CSV.foreach(archive, {:headers => true, :header_converters => :symbol}) do |row|
# (Those header directives make it easier to reference elements in each row.)
# row[:from_user] is the person who tweeted.
# To find out who they mention, we can use information supplied by Twitter.
# row[:entities_str] is a chunk of JSON. It has an object called "user_mentions" which is an array of objects
# like this:
# {"id"=>18366992, "name"=>"Jason Ronallo", "indices"=>[83, 91], "screen_name"=>"ronallo", "id_str"=>"18366992"}
# So all we need to do is loop through that and pick out out screen_name
JSON.parse(row[:entities_str])["user_mentions"].each do |mention|
puts "#{row[:from_user]},#{mention["screen_name"]}"
end
end
I saved this as mentioned.rb
and then ran this at the command line:
$ ruby mentioned.rb > tweets-mentioned.csv
$ head -5 tweets-mentioned.csv
tweeter,mentioned
anarchivist,mariatsciarrino
anarchivist,eosadler
tararobertson,ronallo
saverkamp,benwbrum
Perfect. Now let's get this into R and use geom_tile
again. We'll read it into a data frame and then use count
to see who's mentioned who how much:
> library(ggplot2)
> library(plyr)
> mentioned.csv <- read.csv("tweets-mentioned.csv")
> head(count(mentioned.csv, c("tweeter", "mentioned")))
tweeter mentioned freq
1 3windmills yo_bj 1
2 aaroncollie kayiwa 1
3 aaronisbrewing tararobertson 1
4 abedejesus tararobertson 1
5 abugseye bretdavidson 1
6 abugseye cazzerson 1
That's just the first few mentions, but we've got what we want. Now let's make a big huge chart.
> ggplot(count(mentioned.csv, c("tweeter", "mentioned")), aes(x=tweeter, y=mentioned))
+ geom_tile(aes(fill=freq))
+ scale_fill_gradient(low="brown", high="yellow")
+ theme(axis.text = element_text(size=4), axis.text.x = element_text(angle=90))
+ xlab("Who mentioned someone") + ylab("Who was mentioned")
+ labs(title="People who mentioned other people (using the #c4l13 hastag)")
That's got an awful lot going on, but we can can see some strong horizontal lines (showing people who were mentioned a lot, especially chief conference organize Francis Kayiwa @kayiwa) and some strong vertical lines (showing people who mentioned many other people). To simplify it a lot, let's subset the frequency table to include only people who mentioned other people at least twice.
> ggplot(subset(count(mentioned.csv, c("tweeter", "mentioned")), freq > 2), aes(x=tweeter, y=mentioned))
+ geom_tile(aes(fill=freq)) + scale_fill_gradient(low="brown", high="yellow")

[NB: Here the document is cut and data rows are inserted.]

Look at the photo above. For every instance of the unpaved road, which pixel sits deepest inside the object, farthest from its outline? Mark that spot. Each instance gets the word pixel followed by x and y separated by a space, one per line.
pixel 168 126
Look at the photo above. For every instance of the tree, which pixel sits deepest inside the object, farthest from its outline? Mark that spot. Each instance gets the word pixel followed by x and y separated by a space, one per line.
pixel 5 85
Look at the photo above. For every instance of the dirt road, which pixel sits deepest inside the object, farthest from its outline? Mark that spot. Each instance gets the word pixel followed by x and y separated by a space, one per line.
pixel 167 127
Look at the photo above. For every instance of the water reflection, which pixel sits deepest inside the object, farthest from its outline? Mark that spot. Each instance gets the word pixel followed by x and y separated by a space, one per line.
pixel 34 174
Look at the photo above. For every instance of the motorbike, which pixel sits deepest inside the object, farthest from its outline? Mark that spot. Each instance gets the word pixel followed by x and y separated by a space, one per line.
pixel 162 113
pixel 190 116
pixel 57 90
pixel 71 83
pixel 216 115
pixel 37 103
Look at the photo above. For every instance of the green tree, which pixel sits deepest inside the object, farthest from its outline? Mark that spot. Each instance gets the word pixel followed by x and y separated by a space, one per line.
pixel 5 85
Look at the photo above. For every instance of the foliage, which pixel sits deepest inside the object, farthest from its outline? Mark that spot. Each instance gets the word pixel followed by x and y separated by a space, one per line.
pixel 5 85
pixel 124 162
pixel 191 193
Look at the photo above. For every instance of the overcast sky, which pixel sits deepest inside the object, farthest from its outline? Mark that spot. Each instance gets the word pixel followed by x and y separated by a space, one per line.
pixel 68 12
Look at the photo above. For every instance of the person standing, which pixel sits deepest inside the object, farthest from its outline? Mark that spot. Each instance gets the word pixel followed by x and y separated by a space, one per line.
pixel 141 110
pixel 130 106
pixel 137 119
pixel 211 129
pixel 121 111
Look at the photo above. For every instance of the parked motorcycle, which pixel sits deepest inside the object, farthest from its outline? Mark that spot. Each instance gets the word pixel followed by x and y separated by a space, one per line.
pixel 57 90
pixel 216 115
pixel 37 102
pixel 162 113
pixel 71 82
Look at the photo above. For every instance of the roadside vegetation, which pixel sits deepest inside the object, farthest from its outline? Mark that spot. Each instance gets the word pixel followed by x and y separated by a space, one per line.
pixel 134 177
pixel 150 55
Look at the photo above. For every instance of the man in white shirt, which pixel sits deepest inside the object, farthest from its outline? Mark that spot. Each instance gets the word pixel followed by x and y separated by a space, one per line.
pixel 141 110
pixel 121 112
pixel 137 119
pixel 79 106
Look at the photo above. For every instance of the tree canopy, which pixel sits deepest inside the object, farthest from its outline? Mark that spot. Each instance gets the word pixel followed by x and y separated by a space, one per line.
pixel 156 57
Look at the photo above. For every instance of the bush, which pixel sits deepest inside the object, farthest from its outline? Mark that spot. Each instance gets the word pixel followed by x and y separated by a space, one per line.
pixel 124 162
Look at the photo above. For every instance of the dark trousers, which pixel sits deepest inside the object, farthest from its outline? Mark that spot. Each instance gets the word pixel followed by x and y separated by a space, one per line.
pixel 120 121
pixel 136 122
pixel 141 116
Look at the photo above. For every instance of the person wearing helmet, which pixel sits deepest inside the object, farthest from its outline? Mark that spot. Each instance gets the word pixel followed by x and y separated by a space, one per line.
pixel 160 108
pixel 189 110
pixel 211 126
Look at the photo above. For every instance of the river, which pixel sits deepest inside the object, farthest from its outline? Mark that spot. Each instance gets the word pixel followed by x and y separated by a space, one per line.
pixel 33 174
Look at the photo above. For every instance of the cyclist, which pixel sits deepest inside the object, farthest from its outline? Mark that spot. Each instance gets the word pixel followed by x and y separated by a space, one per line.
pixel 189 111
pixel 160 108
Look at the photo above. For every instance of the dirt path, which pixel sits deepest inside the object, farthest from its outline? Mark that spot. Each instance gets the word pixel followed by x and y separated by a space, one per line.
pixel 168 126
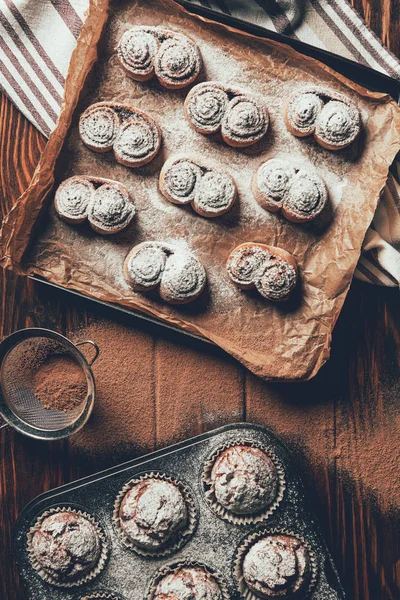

+ theme(axis.text = element_text(size=8), axis.text.x = element_text(angle=90))
+ xlab("Who mentioned someone") + ylab("Who was mentioned")
+ labs(title="People who mentioned other people more than twice (using the #c4l13 hash tag")
Now it's easier to see that kayiwa was mentioned by a lot of people, and going vertically, among others TheStacksCat mentioned a lot of different people, especially yo_bj.
And now I think I've exhausted my interest in this. Time to look at something else!